His words brought terror to Linsha’s thoughts. He would destroy her soul, leave her with nothing but an empty head and a dead heart. She tried to push herself deeper into the mound to loosen his grip on her throat; she tried to squirm free of his weight on her chest. Nothing she tried freed her of his hold. Her eyes stretched wide with fear. Her heart pounded furiously in her chest.

His eyes closed, he muttered a string of incomprehensible words and spun a spell to leech the latent magic from the body of the dead dragonlet and the dragon scales of the cuirass he wore. Dark magic filled him and flared around him like sheet lightning. He lifted his hand from her throat and gripped her forehead.

The pain lashed into her soul.


Far to the north in the city of Sanction, another battle raged. Gold and silver dragons, Knights of Solamnia, elves, and men fought the forces of the Dark Queen Takhisis for the city Crucible had rebuilt. While men and elves died in the skies and at the walls of the city, the goddess herself arrived in a storm of black clouds to descend in a chariot drawn by five dragons. She stepped from her chariot into the sands of a killing arena and surveyed the captive audience that awaited her pleasure. They would witness her entrance into the mortal world, and they would grovel before her.

One woman waited for her on the dismal sand. A young woman—a girl really—with short red hair, amber eyes, and the power to lead an army. This girl had given everything to her Queen and now she waited, her head bowed, her soul willing to make the sacrifice of life itself for her One God.

Takhisis stretched out her hand to take the girl’s offering.

She met resistance. Before her eyes her power failed, and her forces retreated in dismay.

She, who had dared to steal a world and hold in it thrall, realized her plans were collapsing around her.

The other immortals had found her at last, had found the world she had hidden from them.

The gods had returned.


Clear and bright as sunlight on morning dew, a warbling song pierced through the darkness of the tunnel.

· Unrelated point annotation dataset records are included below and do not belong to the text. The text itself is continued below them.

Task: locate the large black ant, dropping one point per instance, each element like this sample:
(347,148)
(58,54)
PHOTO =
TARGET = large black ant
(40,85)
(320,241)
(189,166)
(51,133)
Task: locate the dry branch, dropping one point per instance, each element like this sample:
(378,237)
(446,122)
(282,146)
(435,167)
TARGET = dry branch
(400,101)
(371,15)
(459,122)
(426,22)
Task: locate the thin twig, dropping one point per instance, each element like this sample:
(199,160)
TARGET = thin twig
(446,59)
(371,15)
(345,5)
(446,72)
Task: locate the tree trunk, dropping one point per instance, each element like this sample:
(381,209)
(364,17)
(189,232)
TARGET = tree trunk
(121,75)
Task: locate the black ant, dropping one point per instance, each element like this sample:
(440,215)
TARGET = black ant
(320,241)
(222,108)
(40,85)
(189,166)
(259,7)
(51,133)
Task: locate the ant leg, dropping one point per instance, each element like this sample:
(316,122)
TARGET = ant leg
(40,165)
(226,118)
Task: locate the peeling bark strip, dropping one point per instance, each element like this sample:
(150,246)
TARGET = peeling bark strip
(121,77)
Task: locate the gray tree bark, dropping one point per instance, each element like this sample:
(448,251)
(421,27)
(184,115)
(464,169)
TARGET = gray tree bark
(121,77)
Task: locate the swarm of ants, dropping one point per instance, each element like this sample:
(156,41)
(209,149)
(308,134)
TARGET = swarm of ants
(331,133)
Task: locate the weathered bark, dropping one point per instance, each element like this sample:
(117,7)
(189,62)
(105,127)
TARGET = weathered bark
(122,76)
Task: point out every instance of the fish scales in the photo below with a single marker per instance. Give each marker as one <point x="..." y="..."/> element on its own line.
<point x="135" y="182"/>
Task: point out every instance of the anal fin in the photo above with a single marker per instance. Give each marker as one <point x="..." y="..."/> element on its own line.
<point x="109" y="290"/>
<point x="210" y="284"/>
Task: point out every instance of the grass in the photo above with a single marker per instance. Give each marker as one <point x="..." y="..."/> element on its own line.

It sprang into the cavern and echoed off the walls like the first bird songs of spring. There were words in the joyful melody that stripped away the black fog of Linsha’s mind and spread through her thoughts with dawning comprehension.

Varia burst into the cave crying at the top of her impressive voice. “The gods! They have returned!” She swirled and dipped overhead, singing in delight.

Linsha felt Lanther falter. His magic, once so powerful and overwhelming, seemed to drain from her mind. The pain faded to a throbbing ache.

Lanther shook his head. “No! Takhisis, hear me!”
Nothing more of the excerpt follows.